M. Vogelsang (KIT) “Real-time X-Ray image reconstruction at ANKA”
Due to their massively parallel and graphics focused hardware architecture, GPUs are perfectly suited for image processing tasks such as tomo- and laminographic reconstruction of 3- and 4-D X-ray data acquired at Synchrotron beamlines. In this talk we will present our current efforts for a near real-time streaming
reconstruction setup used at the Ångströmquelle Karlsruhe (ANKA), KIT’s synchrotron for — amongst others – X-ray microtomography. The system is based on a multi-core and multi-GPU architecture leveraging task graphs as an
algorithmic description that are mapped to OpenCL devices at run-time.

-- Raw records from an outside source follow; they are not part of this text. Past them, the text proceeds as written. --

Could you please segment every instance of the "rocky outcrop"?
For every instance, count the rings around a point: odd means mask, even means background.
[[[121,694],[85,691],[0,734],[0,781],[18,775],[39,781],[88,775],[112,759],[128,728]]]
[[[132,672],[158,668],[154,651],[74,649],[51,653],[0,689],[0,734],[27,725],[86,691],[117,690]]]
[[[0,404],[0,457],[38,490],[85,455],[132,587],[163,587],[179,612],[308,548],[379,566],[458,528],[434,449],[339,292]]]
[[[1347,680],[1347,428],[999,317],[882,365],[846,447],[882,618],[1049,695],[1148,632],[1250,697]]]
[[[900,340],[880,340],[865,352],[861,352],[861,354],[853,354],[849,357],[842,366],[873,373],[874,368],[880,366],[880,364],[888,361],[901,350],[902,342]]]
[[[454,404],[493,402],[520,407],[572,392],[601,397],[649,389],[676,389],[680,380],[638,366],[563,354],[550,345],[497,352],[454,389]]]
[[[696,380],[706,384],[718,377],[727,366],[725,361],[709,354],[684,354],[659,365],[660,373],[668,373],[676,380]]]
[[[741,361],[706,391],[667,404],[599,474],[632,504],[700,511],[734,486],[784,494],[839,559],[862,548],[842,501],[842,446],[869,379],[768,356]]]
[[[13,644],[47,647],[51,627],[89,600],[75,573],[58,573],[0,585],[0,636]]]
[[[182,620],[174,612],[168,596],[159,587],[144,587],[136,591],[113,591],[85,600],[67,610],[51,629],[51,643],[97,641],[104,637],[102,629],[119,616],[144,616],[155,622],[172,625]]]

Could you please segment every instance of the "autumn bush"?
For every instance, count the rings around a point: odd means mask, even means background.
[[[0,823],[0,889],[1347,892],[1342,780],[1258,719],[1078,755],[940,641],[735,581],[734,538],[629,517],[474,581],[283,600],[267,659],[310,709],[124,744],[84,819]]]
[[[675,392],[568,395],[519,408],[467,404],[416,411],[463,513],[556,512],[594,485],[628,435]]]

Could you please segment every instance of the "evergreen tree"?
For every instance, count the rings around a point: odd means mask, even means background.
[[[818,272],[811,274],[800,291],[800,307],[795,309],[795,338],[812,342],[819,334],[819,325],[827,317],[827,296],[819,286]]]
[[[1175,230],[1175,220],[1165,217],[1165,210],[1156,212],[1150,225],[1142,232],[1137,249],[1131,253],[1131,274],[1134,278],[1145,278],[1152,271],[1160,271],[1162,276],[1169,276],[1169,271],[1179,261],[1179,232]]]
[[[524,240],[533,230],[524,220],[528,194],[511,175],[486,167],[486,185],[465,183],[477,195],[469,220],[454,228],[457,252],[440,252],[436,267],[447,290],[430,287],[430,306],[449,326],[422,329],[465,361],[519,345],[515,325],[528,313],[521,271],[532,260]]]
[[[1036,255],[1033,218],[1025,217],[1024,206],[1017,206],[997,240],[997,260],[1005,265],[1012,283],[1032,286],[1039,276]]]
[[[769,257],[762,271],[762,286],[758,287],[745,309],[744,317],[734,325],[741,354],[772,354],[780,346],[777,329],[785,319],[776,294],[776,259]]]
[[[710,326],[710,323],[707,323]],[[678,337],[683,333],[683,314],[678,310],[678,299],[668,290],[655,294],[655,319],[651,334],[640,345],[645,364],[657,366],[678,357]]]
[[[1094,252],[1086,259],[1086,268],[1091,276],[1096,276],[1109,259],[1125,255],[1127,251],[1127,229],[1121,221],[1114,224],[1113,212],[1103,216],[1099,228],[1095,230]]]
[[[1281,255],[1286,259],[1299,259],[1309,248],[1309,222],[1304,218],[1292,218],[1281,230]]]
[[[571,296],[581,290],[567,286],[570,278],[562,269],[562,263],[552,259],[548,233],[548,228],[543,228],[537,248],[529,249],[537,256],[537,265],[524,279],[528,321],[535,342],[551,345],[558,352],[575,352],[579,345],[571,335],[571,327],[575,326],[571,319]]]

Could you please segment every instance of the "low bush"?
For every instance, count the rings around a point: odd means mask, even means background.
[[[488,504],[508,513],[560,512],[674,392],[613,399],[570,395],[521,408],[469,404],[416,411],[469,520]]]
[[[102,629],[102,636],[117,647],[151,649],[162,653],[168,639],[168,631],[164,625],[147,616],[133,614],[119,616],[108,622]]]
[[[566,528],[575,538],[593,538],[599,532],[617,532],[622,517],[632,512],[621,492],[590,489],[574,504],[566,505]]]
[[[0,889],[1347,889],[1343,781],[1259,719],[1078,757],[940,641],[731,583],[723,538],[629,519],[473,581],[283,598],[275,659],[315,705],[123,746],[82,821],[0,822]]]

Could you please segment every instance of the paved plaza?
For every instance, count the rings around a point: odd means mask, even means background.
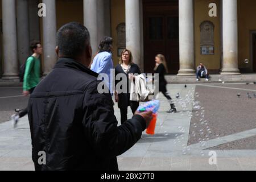
[[[178,112],[167,113],[170,106],[160,94],[155,134],[144,133],[118,157],[120,170],[256,170],[256,85],[199,82],[168,90]],[[34,170],[27,117],[16,129],[2,118],[26,106],[21,90],[0,88],[0,170]],[[114,110],[119,121],[117,104]]]

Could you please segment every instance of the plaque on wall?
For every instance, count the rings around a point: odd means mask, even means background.
[[[201,55],[212,55],[214,54],[213,23],[204,21],[200,24]]]
[[[202,55],[213,55],[214,54],[213,46],[201,46],[201,54]]]

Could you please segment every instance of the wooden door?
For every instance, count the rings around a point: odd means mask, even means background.
[[[143,1],[144,65],[147,73],[155,67],[158,53],[166,56],[169,73],[179,69],[177,1]]]

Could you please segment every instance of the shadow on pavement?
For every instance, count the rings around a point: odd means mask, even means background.
[[[175,139],[177,136],[183,135],[183,133],[157,133],[154,135],[142,134],[139,143],[149,143],[164,142],[170,139]]]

For further performance increases, local mapping is extended to available cluster nodes. Integrated within our recently developed control system, a fast DAQ and a Python-to-OpenCL compiler we are able to reconstruct data from any X-ray tomo- and laminography experiment in a fast and flexible way.
J. Köster (U Duisburg-Essen) “Massively parallel mapping of DNA reads”
We present PEANUT (ParallEl AligNment UTility), a highly parallel GPU-based read mapper for DNA reads obtained with next-generation sequencing. PEANUT has several distinguishing features, including a novel q-gram index (called the q-group index) with small memory footprint built on-the-fly over the reads and the possibility to output both the best hits or all hits of a read. Designing the algorithm particularly for the GPU architecture, we
were able to reach maximum core occupancy for several key steps. Our benchmarks show that PEANUT outperforms other state-of- the-art mappers in terms of speed and sensitivity.